Quanto ao motivo pelo qual Lifa estava lá; quando Layla fez o primeiro portal para testar sua eficácia, ela o fez aparecer bem no meio da casa real dos elfos e Lifa foi quem passou por ele. Assim que todos a conheceram, todos se apegaram a ela. Até Malum foi obrigado a sorrir na frente de sua alegria brilhante.
Duas das pessoas restantes eram o casal; Jin e Evergreen. A razão pela qual Jin estava lá é óbvia. Jin era essencialmente o melhor amigo de Arima.
E, finalmente, o último casal foi Arister e Ferzia, que estavam oficialmente namorando.
— Sir Raylein e Sir Ganesha não estavam disponíveis e não vieram. — Sebasfiel comentou e Arima assentiu, acenando para que todos se sentassem.
— Bem, todo mundo está aqui. Quase. Agora, vocês podem me dizer por que nos reunimos de repente?
A pergunta de Arima deixou todo o grupo perplexo.
— O que? Pensei que foi você quem disse a Sebas para reunir todos — disse Ahura.
— Ah — exclamou Sebasfiel. — Peço desculpas. Não me pediram para fazer isso. Eu não sei por que, mas eu senti vontade de fazer isso.
Mais de vinte pares de olhos o encararam abruptamente enquanto ele ria desajeitadamente.
—…bem, já que estamos todos aqui. Vamos fazer um brinde, pelo menos, então acho que vou fazer uma visita guiada à casa. — Layla riu e estalou os dedos. Uma sombra apareceu na frente de todos. Mesmo na frente do rabugento Fafnir. — Isso é um suco vindo do fragmento da Árvore Espiritual ali.
— Hmm — pensou Flavio enquanto estudava o conteúdo de sua xícara. Era um líquido semelhante a um cristal que continha algum tipo de fonte de luz autossuficiente. Foi bastante sedutor.
Lifa cheirou a xícara e seus olhos brilharam.
— Isso cheira bem.
— De fato, nunca senti um perfume melhor do que este. — Arister comentou e Ferzia assentiu.

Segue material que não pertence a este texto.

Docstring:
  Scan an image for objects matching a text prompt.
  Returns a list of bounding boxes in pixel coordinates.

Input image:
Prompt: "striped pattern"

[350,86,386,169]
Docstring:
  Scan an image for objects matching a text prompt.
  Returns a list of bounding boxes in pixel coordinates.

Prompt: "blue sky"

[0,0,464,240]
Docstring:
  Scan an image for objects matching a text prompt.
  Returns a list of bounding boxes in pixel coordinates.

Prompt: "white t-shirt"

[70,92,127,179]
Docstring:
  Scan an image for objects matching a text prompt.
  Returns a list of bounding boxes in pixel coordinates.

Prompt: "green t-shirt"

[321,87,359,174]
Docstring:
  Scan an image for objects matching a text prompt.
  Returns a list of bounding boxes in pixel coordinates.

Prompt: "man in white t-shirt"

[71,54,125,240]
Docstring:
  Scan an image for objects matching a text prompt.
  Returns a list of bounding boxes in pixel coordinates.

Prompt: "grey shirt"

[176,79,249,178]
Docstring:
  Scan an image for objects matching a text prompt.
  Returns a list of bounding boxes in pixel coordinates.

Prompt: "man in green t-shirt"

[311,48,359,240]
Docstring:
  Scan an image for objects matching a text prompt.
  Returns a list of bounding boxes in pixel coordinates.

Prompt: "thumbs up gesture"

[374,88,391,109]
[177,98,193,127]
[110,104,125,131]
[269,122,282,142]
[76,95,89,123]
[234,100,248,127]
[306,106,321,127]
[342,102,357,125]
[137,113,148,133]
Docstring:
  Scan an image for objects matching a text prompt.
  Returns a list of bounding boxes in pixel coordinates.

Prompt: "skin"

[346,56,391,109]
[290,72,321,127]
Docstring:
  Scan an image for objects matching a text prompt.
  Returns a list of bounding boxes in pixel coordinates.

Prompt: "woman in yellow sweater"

— Bem, não é álcool, mas acho que não é importante — Jin encolheu os ombros e Evergreen parecia estar intoxicada pela fragrância. Como uma dríade, a energia natural contida em sua xícara era bastante avassaladora.
Azes suspirou.
— Honestamente, quem pensaria que eu chamando você para outro mundo levaria a isso. Os mistérios da vida, não é?
Arima sorriu e ergueu a xícara.
— Saúde.
— Saúde!
Todos sorriram e esvaziaram os copos de uma só vez.